The result: the output is spatially larger than the input. When stride=2, each input element "spreads" its influence across a 2x2 region in the output.
Intuition: Think of it as each input pixel getting "multiplied" by the full kernel and placed into the output grid. Where regions overlap, the values are summed. This is exactly the mechanic Andrew Ng demonstrates in his U-Net lecture [2].
Why Is It Called "Transposed" Convolution?
The name comes from linear algebra [3]. If we express a regular convolution as matrix multiplication:
Y = C · X (forward convolution)
where C is the convolution matrix derived from the kernel, then the transposed convolution computes:
X̂ = Cᵀ · Y (transposed convolution)
It uses the transpose of the convolution matrix. This is important to understand:
- It reverses the shape transformation (if Conv2d maps 12x12 to 6x6, ConvTranspose2d maps 6x6 back to 12x12)
- It does NOT reverse the values (you do not get the original input back)

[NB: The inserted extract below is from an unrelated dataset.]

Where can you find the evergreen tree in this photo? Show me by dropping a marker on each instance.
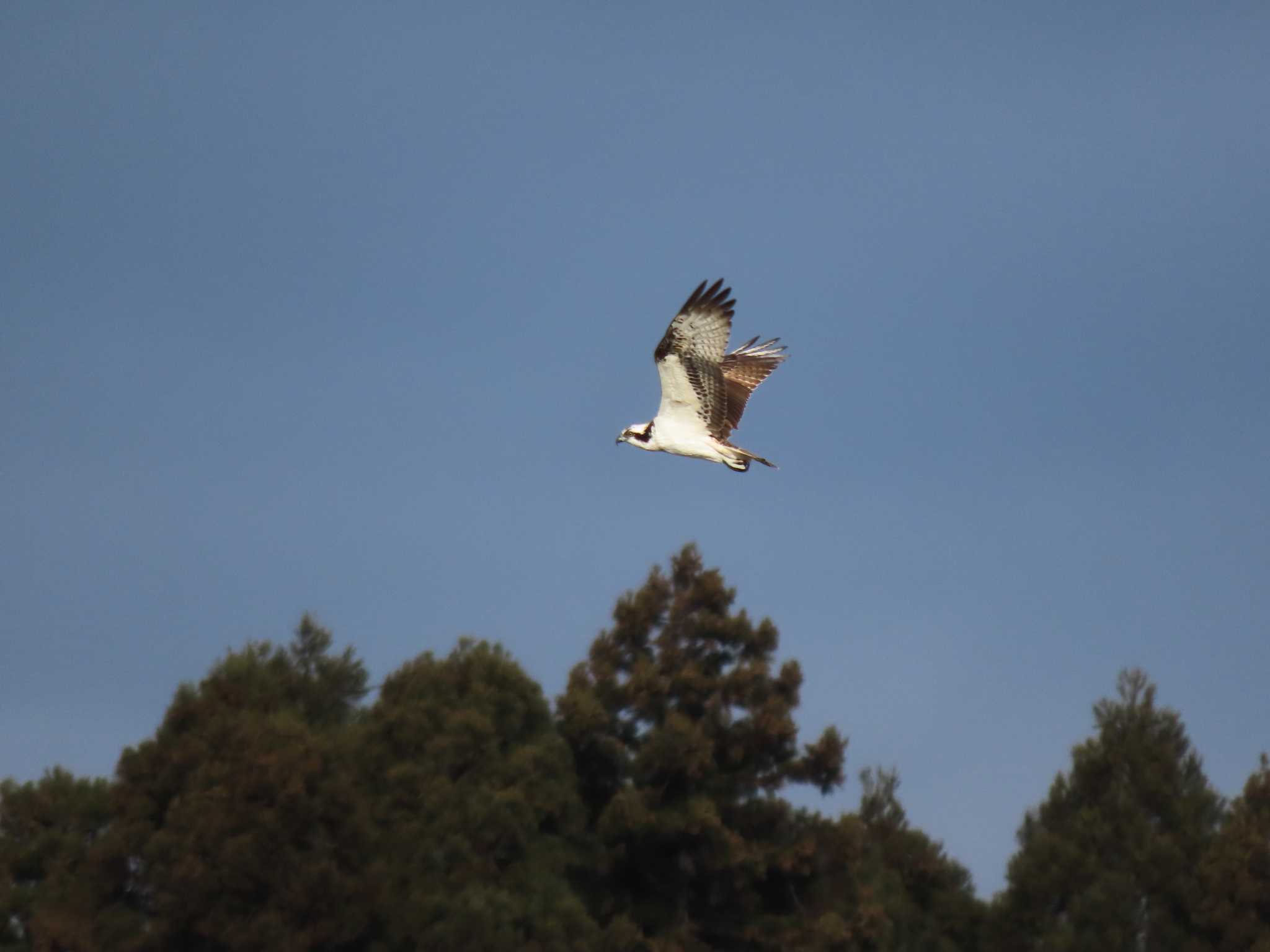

A Conv2d and a ConvTranspose2d with identical parameters are inverses in terms of shape, not content. For a thorough visual walkthrough of this relationship, see [4].
The Output Size Formula
This is where most people get tripped up. The output height (and similarly width) is [1]:
H_out = (H_in - 1) x stride - 2 x padding + dilation x (kernel_size - 1) + output_padding + 1
That looks intimidating, so let's walk through a concrete example.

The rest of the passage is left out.